Dei-me conta disso por causa de um desses movimentos literários altruístas e anticapitalistas que surgiram por aí. Acho que o nome é “Doe um Livro”, ou coisa parecida. Eu estava esperando em uma fila de banco, ocasião em que o bom gosto fica seriamente comprometido e você pode se pegar lendo com interesse o verso de sua fatura de cartão de crédito ou uma brochura publicitária esquecida por um cliente que foi embora. Estava eu justamente desesperado em busca de letras para ler quando uma moça bonita, apesar do estranho piercing negro em seu nariz, que parecia um troço de catarro, me ofereceu um livro.
— Não, obrigado — recusei educadamente como minha mãe me ensinou a fazer da primeira vez para toda e qualquer oferta.
— Por favor — insistiu a garota com um sorriso de teclado de piano, ou melhor, de sanfona, porque o seu rosto não parava quieto em cima do pescoço.
— Mas… você está… me dando o seu livro…
— Oh, sim. Por favor, não estranhe.
Então ela me falou três ou quatro minutos sobre seu movimento de difusão da leitura, a ideia de comprar o livro, ler e depois dar para alguém ler. Acho que era “Esqueça um Livro”, ou algo assim, esqueci…
Recebi com uma falta de jeito provinciana aquele livro cuidadosamente encapado em plástico vermelho, que ela me entregou furtivamente. Acho que jamais na minha vida um estranho me dera qualquer coisa além de motivos para desconfiança. Apesar disso, fiz menção de receber o embrulho.
Mas enquanto o recebia notei o olhar fuzilante do segurança em nossa direção, verdadeiro agente da repressão ignara, pronto para confiscar a obra ou para dizer que tínhamos de consumi-la em leitódromos cuidadosamente controlados. Ele veio andando em nossa direção, deixando balançar na cintura o grosso cassetete, mais volumoso que os braços de cigarra da garota sorridente e irriquieta. Que se levantou apavorada, uma traficante surpresa pela visita da viatura. Ela se misturou entre os clientes, aproveitando-se de sua estatura de ninfa, e nunca mais a vi.

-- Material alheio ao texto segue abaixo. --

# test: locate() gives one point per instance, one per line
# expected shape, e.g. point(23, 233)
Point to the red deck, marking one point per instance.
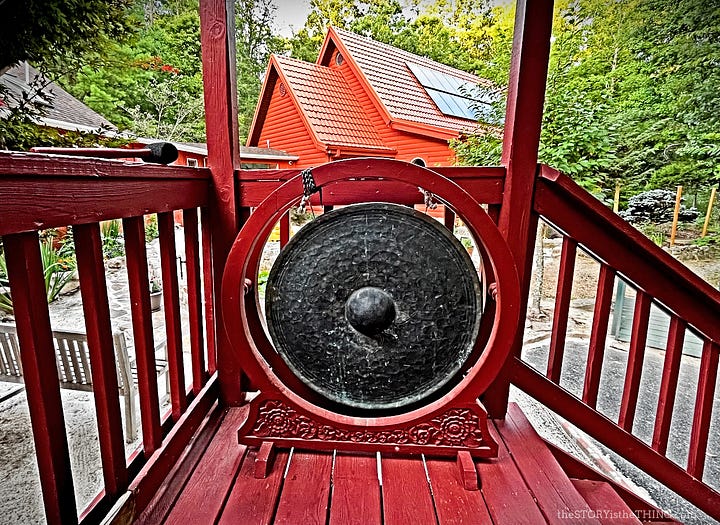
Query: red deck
point(525, 484)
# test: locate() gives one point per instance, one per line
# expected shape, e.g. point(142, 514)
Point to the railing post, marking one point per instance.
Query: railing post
point(523, 118)
point(217, 32)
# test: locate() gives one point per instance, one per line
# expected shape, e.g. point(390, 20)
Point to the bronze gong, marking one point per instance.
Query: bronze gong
point(374, 306)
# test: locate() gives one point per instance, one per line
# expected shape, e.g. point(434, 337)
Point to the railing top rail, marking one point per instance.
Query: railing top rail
point(632, 254)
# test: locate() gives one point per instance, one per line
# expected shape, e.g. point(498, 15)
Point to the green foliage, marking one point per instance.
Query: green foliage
point(58, 270)
point(151, 228)
point(112, 242)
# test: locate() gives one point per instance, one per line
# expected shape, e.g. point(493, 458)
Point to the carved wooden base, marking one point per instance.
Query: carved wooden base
point(463, 428)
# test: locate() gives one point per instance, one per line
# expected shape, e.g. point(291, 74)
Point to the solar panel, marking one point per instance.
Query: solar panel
point(452, 95)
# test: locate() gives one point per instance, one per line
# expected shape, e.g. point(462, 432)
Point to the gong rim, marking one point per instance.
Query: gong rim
point(422, 367)
point(249, 341)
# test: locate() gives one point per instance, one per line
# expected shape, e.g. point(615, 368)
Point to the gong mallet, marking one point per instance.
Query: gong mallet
point(156, 153)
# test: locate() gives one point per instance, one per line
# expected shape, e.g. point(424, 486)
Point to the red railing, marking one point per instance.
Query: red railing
point(692, 303)
point(40, 192)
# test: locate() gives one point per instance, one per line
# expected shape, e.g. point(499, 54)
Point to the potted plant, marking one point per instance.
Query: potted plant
point(155, 294)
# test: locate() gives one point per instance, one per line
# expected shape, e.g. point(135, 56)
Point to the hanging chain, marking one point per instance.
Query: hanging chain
point(429, 199)
point(309, 188)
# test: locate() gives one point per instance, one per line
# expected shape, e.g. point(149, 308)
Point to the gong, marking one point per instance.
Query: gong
point(374, 306)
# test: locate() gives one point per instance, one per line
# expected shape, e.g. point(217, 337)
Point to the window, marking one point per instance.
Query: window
point(452, 95)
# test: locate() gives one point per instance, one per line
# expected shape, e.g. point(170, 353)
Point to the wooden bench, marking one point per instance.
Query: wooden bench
point(73, 363)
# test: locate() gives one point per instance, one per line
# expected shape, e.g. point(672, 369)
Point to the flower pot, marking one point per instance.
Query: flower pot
point(155, 301)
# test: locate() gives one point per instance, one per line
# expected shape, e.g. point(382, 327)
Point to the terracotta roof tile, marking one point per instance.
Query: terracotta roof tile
point(385, 68)
point(329, 104)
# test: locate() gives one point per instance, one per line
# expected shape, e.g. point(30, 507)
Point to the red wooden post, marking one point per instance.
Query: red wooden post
point(523, 118)
point(598, 336)
point(171, 300)
point(217, 32)
point(636, 354)
point(139, 287)
point(703, 409)
point(562, 308)
point(208, 280)
point(668, 384)
point(192, 258)
point(37, 353)
point(91, 270)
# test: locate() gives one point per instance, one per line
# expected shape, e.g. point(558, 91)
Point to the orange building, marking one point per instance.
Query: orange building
point(364, 98)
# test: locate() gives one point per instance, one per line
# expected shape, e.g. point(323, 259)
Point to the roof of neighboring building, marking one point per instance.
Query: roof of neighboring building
point(60, 109)
point(385, 69)
point(329, 104)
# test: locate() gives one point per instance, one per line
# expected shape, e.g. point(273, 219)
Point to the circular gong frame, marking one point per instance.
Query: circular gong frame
point(268, 372)
point(348, 274)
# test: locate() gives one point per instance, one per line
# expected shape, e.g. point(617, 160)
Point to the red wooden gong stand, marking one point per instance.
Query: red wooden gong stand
point(288, 413)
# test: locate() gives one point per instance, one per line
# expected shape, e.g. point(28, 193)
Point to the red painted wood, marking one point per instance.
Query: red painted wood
point(170, 489)
point(508, 498)
point(306, 492)
point(153, 473)
point(195, 298)
point(668, 384)
point(468, 473)
point(264, 459)
point(552, 489)
point(204, 495)
point(208, 287)
point(139, 287)
point(628, 446)
point(37, 353)
point(703, 409)
point(526, 92)
point(284, 230)
point(562, 308)
point(218, 55)
point(489, 190)
point(608, 506)
point(454, 503)
point(598, 335)
point(252, 501)
point(621, 246)
point(406, 494)
point(636, 354)
point(575, 468)
point(356, 490)
point(171, 300)
point(91, 271)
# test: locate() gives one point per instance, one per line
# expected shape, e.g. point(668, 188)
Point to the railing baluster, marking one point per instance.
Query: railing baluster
point(208, 286)
point(562, 307)
point(139, 286)
point(703, 409)
point(37, 353)
point(636, 354)
point(91, 270)
point(668, 384)
point(598, 336)
point(192, 261)
point(171, 300)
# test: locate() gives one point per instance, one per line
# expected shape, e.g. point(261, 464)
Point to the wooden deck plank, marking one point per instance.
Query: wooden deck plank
point(406, 492)
point(508, 498)
point(253, 500)
point(206, 490)
point(609, 507)
point(556, 496)
point(306, 492)
point(454, 503)
point(356, 491)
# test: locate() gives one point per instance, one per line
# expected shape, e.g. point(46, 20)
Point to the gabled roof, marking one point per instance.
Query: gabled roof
point(325, 101)
point(60, 109)
point(399, 95)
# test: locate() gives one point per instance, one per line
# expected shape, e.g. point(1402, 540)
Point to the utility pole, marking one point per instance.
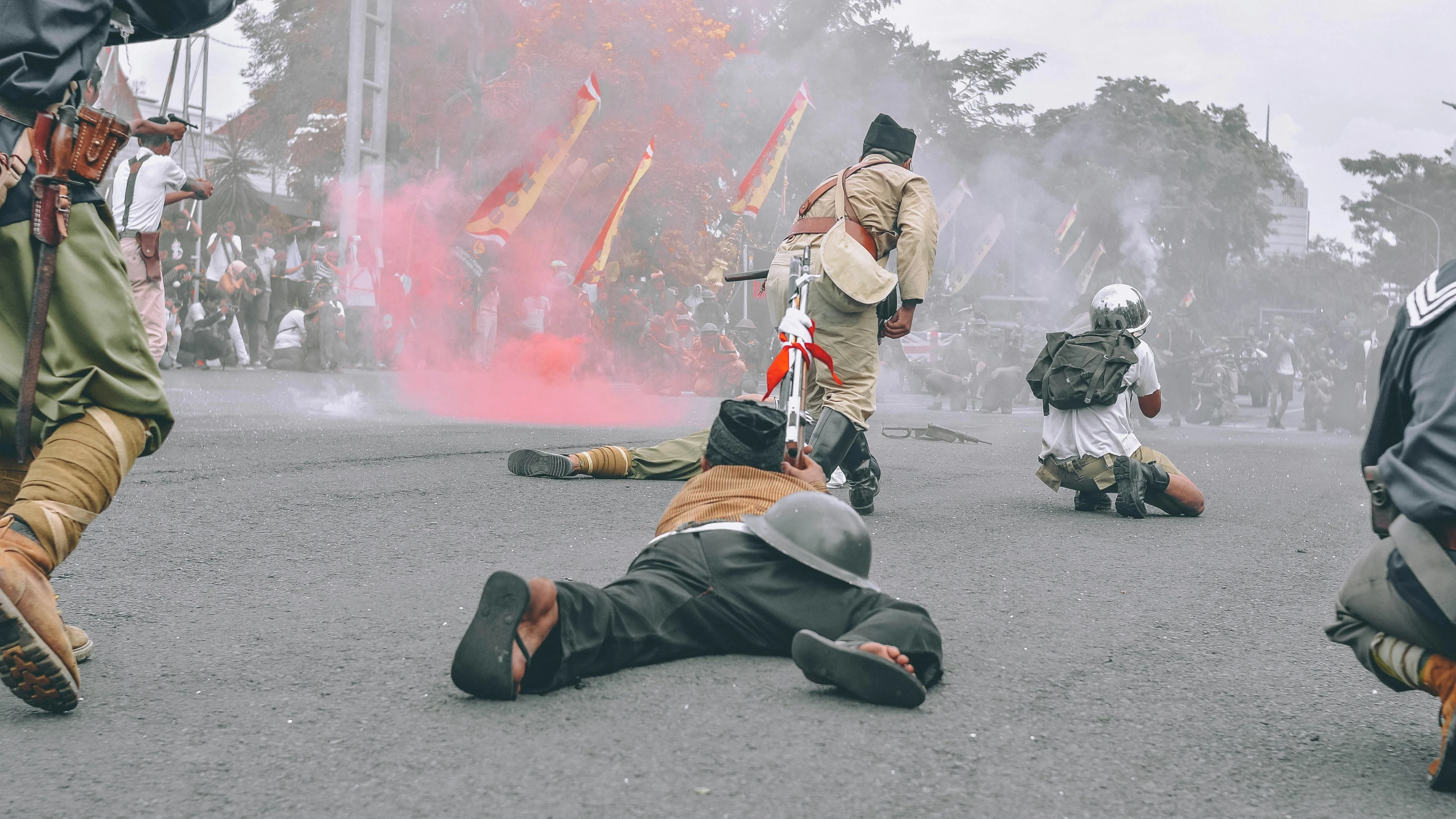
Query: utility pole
point(1428, 216)
point(359, 156)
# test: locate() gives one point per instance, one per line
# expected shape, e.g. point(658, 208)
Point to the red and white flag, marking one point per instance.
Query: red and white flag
point(1085, 277)
point(759, 181)
point(504, 208)
point(596, 260)
point(1065, 228)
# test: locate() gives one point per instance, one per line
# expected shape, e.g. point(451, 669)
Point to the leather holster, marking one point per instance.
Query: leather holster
point(150, 246)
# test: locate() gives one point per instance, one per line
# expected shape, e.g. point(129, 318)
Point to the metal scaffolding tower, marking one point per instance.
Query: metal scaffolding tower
point(366, 30)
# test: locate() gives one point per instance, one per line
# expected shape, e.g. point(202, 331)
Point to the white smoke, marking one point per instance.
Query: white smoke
point(1136, 205)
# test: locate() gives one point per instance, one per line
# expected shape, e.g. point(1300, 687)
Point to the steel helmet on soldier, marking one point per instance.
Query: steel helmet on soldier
point(1120, 307)
point(819, 532)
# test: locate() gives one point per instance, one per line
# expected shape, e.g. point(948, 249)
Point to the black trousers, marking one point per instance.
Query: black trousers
point(718, 592)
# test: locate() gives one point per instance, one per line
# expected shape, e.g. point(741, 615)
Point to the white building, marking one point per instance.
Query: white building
point(1289, 232)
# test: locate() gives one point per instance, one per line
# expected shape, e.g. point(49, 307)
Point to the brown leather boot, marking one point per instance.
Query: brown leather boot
point(35, 653)
point(1439, 678)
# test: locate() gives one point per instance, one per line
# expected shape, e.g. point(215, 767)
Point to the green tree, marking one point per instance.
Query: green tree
point(1400, 244)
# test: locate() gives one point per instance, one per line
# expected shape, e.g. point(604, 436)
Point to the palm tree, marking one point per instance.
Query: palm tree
point(235, 198)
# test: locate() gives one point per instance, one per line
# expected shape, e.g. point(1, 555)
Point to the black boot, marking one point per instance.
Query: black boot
point(1138, 482)
point(864, 476)
point(832, 440)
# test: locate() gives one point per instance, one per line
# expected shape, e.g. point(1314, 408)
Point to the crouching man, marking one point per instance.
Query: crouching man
point(1398, 606)
point(752, 558)
point(1087, 386)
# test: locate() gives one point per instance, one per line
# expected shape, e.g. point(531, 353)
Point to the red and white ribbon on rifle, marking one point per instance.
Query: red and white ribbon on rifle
point(797, 332)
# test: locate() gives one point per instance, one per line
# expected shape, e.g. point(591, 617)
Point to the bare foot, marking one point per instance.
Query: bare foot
point(889, 652)
point(538, 622)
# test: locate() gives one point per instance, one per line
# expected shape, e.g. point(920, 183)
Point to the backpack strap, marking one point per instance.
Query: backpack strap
point(844, 208)
point(131, 191)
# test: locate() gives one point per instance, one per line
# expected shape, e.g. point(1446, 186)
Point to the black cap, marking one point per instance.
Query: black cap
point(886, 133)
point(747, 434)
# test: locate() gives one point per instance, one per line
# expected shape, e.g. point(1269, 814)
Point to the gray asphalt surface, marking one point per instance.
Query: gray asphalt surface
point(277, 594)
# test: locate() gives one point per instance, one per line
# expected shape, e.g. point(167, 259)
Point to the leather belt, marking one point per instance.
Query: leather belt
point(817, 226)
point(18, 113)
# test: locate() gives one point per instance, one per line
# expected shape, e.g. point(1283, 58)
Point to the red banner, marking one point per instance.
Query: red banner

O guarda chegou perto demais, e me abordou com uma voz de tuba:
— Aquela garota estava incomodando o senhor?
— De forma alguma, ela só me deu iss…
Ainda estava com metade de “isso aqui” dentro da boca e ele já arrancara o livro de minha mão.
— Fico muito revoltado mesmo com esse tipo de coisa. É um absurdo completo!! A barbárie tá tomando conta do país, a imundície se alastra pelas ruas e qualquer cidadão de bem está exposto.
— Mas ela só…
O guarda arrancou a capa do livro com violência, usando seus dedos de elefante. Só então percebi do que me salvara, quase em lágrimas, agradeci-lhe efusivamente como a um irmão que eu não vira por vinte anos:
— É mesmo vergonhoso que a gente não possa esperar em paz na fila do banco sem correr o risco dessa violência — eu disse.
O mundo de Farenheit 451 seria terrível. Baixos espíritos literários são mais memorizáveis do que o Grande Sertão: Veredas, e a presença de um declamador de romance de autoajuda na sua vizinhança é mais agressiva do que a presença de um romance do Mago na estante, presente da namorada que acha lindo você ser escritor e pensou que lhe estava agradando muito com aquela obra cheia de verdades.
Sugere-se que este conto seja lido de forma iterativa, retornando ao começo depois de ler o último parágrafo, e assim sucessivamente até o leitor ter a certeza de que realmente passou a odiar o autor.